Monday, April 28, 2008

misty miss

My father was in the Marine Corps, stationed in San Diego, in the early 1950's. My Mother, his High School steady, flew out to California on a Lockheed Constellation four-propeller airplane after he proposed (by letter) in 1954. Her scrapbook contains her plane ticket, in flight menu, and even her American Airlines cocktail napkin. It had to have been paradise, to be in uncrowded and unspoiled San Diego in the mid-fifties.

One of the perks at the time was an outdoor theatre called the Starlight Bowl, in Balboa Park. In Mother's scrapbook are several programs from performances they attended there- mostly musicals but some orchestras as well. One of the programs was for a concert by the Stan Kenton Orchestra featuring vocals by June Christy. From that night, June Christy would be my father's favorite singer, and later on one of mine as well.

Born Shirley Luster, she auditioned for and joined Kenton in 1945. They immediately had a hit record with a slightly satirical novelty song called "Tampico", which would become Kenton's best selling recording of all time. It was in the band that she met saxophonist and sports car racer Bob Cooper, whom she married shortly thereafter. Tanned, blond, and casual, the personified the Southern California lifestyle. They were known to their friends as Christy and Coop.

Christy recorded a tune which became her signature piece, "Something Cool", in 1950. It's a slow paced jazz piece where her voice is as much of an instrument as anything in Kenton's band. It is credited with starting what was called the "vocal cool" movement of the mid 50's. She released several albums for Capitol in the 1950's which did well in the jazz world, and achieved some crossover success in the mainstream as well.

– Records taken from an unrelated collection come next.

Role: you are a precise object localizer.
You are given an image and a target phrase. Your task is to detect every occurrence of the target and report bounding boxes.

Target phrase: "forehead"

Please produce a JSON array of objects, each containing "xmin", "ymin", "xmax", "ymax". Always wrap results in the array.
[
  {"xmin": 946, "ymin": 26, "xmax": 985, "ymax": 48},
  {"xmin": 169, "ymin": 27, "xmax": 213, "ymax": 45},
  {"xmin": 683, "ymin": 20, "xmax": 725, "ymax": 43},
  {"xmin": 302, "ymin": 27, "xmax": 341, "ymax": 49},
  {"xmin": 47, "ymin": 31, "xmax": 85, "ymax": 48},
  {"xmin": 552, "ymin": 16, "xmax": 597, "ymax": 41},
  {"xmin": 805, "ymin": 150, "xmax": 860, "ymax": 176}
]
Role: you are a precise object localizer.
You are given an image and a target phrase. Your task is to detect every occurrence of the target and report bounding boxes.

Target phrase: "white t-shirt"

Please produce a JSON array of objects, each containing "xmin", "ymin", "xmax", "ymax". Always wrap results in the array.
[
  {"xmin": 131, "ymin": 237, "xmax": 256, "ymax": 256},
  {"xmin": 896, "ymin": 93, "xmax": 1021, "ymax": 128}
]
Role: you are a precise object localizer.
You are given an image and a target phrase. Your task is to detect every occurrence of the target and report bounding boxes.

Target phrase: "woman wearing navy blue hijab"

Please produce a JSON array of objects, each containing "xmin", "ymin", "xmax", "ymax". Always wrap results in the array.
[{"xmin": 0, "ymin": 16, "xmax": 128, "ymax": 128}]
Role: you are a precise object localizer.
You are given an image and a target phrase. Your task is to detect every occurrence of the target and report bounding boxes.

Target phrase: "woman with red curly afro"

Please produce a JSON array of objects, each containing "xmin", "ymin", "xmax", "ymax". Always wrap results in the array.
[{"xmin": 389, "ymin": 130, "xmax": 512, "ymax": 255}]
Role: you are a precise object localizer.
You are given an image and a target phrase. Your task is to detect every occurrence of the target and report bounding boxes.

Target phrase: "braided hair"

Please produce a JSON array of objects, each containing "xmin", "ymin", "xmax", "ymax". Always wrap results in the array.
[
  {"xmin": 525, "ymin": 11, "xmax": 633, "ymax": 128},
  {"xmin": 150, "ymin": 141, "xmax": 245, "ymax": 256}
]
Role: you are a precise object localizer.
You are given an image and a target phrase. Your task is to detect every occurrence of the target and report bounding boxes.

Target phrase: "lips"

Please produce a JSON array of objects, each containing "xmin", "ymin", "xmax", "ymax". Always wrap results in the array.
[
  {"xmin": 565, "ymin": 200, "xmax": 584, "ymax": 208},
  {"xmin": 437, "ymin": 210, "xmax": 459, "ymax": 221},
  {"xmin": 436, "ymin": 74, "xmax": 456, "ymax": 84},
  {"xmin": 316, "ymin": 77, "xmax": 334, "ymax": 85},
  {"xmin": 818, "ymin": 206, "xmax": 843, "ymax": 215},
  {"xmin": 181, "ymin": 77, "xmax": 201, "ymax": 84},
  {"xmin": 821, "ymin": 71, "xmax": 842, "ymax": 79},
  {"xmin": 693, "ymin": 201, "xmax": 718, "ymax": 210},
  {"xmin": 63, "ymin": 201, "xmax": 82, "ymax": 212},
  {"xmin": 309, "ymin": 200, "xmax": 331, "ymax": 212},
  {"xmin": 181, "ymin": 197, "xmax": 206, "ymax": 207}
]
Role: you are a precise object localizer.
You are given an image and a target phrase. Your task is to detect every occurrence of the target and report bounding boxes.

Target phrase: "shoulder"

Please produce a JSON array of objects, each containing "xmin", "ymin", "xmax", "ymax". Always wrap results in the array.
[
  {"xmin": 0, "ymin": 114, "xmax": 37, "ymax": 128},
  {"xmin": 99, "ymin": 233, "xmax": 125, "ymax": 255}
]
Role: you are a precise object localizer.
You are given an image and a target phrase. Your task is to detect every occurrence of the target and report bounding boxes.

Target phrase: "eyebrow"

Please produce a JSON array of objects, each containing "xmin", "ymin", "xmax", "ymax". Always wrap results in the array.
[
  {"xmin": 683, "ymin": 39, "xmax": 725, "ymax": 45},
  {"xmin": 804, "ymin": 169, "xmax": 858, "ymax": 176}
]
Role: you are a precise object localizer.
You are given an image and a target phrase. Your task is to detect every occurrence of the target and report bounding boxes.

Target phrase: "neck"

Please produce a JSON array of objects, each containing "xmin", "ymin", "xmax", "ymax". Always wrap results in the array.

Not one for the spotlight, Christy's last major album was released in 1960, with a new stereo recording of "Something Cool", this time as the title piece of an album. She went into semi-retirement, gardening and raising their daughter, Shay. She appeared occasionally at Jazz festivals and nightclubs. She was most usually spotted in Sherman Oaks, driving her beloved white 1964 Thunderbird convertible.

Her most successful album, 1956's top 20 charting "The Misty Miss Christy" was Dad's favorite. He literally listened to it hundreds of times in my youth. I have it now, along with all his old Christy LP's. I gave him the CD versions so he is not deprived.

Here's Christy at her peak- recorded in 1958, she puts her inimitable mark on "I Want to Be Happy":

And for your misty cool listening pleasure, here is a 1965 appearance of the Misty Miss Christy, backed by Stan Kenton singing "A Lovely Way to Spend an Evening":

More Christy? Click Here


Kat said...

Hi Jeff,

Thought I would share just a little more trivia with you. My grandparents were actors all their lives and began their careers in vaudeville. By the end of their careers, in the 50’s, they were at the Starlight. They had a splendid acting career, which included the Mississippi River Boat, many other traveling shows, and the Old Savoy Theatre prior to it burning down. They were older by the 50's, and I was a little girl who was so lucky to be able to go to work with them on the weekends. I spent hours back stage with the gorgeous actors at the Starlight. I loved being in the ladies dressing room while they put on their make up and fabulous costumes.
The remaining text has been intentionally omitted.